The Euro has weakened a tad further in the past 24 hours despite the release of data showing a fall in the Eurozone unemployment rate to 8.1% in August from 8.2% in July
Sterling
Sterling had weakened sharply on 21st September after EU leaders rejected out of hand British Prime Minister May’s post-Brexit plan. But the currency slowly recovered last week, despite downward revisions to UK GDP growth rates for H1 and still great uncertainty as to what fate awaits the UK in coming months.

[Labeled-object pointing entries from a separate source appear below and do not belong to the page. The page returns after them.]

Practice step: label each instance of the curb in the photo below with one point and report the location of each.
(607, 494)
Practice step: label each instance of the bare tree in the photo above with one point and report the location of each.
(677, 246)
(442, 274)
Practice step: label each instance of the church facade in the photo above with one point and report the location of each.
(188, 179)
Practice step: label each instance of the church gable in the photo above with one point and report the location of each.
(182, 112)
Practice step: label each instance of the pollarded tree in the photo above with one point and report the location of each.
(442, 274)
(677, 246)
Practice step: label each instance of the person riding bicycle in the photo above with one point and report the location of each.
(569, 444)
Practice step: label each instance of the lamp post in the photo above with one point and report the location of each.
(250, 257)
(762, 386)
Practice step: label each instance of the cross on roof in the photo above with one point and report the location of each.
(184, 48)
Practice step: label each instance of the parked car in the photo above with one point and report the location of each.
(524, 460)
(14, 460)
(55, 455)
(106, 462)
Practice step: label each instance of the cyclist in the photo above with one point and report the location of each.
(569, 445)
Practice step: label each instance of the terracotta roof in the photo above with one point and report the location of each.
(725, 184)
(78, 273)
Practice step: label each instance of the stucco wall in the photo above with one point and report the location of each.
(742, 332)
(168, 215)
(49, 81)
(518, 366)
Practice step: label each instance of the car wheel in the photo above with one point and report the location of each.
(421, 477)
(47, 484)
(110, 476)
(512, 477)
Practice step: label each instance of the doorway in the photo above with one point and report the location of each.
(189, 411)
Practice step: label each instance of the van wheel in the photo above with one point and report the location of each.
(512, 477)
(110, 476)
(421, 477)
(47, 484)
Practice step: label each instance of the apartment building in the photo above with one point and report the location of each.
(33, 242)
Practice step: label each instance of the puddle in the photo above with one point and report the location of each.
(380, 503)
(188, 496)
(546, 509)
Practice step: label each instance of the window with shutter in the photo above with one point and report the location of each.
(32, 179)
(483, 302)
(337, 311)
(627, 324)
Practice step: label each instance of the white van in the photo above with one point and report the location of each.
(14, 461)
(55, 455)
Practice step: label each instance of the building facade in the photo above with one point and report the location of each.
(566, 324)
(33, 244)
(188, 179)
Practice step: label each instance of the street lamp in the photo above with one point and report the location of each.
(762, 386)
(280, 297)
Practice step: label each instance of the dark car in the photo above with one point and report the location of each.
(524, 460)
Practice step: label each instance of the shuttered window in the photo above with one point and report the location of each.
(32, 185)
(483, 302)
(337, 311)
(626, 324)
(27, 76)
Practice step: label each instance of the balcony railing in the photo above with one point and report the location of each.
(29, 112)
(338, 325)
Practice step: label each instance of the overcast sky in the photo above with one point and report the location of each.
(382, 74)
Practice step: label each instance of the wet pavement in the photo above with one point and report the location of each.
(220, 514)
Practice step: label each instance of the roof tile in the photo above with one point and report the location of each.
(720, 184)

The Conservatives started their annual conference yesterday and the prime minister is still under much pressure from cabinet members, her party, members of parliament and EU officials to ditch her current Brexit plan. She has so far stood firm and rejected Boris Johnson’s alternative Brexit blueprint as well as calls for a second referendum and/or an early general election. The rebound in the UK manufacturing PMI in September to a better-than-expected 53.8 from an upwardly revised 53.0 in August, based on data out today, will have been a welcome relief but can do little to paper over these serious political cracks
Swiss Franc
The Swiss Franc was within touching distance of a 14-month high on 23rd September but then weakened about 1.7% in the following seven sessions as stronger global risk appetite saw investors rotate money out of safe-havens and into riskier assets, including emerging market currencies. The currency slightly weakened further in today’s trading session, with an in-line-with-expectations rebound in retail sales of 0.4% mom in August seemingly failing to excite market participants.
Australia and Kiwi Dollars
Both weakened about 0.4% in trade-weighted terms last week, despite decent Australian macro data.